The stream processors are grouped into 8 blocks by 16 processors, each block being equipped with 4 texture modules and a shared L1 cache. A block consists of two shader processors (each of which consists of 8 stream processors), and all the eight blocks have access to any of the six L2 caches and to any of the six arrays of general-purpose registers. Thus, data processed by one shader processor can be used by another shader processor.
An important thing, the above-described design of the shader processors, caches and general-purpose registers allows disabling shader blocks or blocks of L2 cache, general-purpose registers and 64-bit memory controller in case of manufacturing defects to produce “cut-down” solutions to be sold at a lower price.
The data is converted into FP32 format by the Input Assembler. The Thread Processor distributes branches of code and optimizes load on the stream processors.
The GigaThread technology is an advanced analog to Ultra-Threading which ATI employs in its Radeon X1000 series. GigaThread allots shader blocks for processing vertex, geometric and pixel shaders depending on the overall load. Shaders of all types can be executed simultaneously if necessary and if possible. The GigaThread processor also tries to minimize the moments of idleness of the G80’s shader blocks when texture sampling operations are being performed.

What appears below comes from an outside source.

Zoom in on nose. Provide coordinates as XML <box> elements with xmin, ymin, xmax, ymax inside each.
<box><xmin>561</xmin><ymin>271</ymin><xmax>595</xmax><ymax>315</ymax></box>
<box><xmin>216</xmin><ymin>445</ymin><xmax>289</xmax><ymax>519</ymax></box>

Each stream processor can perform two simultaneously issued scalar operations like MAD+MUL per cycle and the overall computing power of the core is, according to Nvidia, about 520 gigaflops. This is over two times that of the ATI R580 whose performance, according to ATI, is about 250 megaflops. We can make one interesting and perhaps arguable observation here. Each pixel processor in the R580 is known to have 2 scalar and 2 vector ALUs and a branch execution unit. So, it can execute up to 4 arithmetic instructions per cycle plus one branch instruction. It seems that the efficiency of one stream processor in the G80 is lower than the efficiency of one pixel processor in the R580, but the overall performance of the G80 is higher because it has more execution units (128 against 48) and clocks them at a higher frequency. Unfortunately, we don’t have any data about the design of an individual stream processor in the G80. We only know that it is fully scalar as opposed to the pixel processor of the last-generation architectures which contains both scalar and vector ALUs.
Each of the G80’s 128 stream processors is an ordinary ALU capable of processing data in floating-point format. It means that a stream processor can not only work with shaders of any type (vertex, pixel, geometric) but also process the physical model or perform other computations in the framework of the Compute Unified Device Architecture (CUDA). And it does that independently of the other processors. In other words, one part of the GeForce 8800 can be involved in some kind of computations while the other, for example, be busy visualizing the results of those computations because the streaming architecture allows using the output of one processor as the input for another processor.
The GPU efficiency at processing shaders with dynamic branching has been improved in comparison with the ATI Radeon X1900. The latter can process 48-pixel large branches whereas the GeForce 8800, from 16 to 32 pixels large. We can check out how efficient the execution of branching pixel shaders has become and will do this in the theoretical tests section.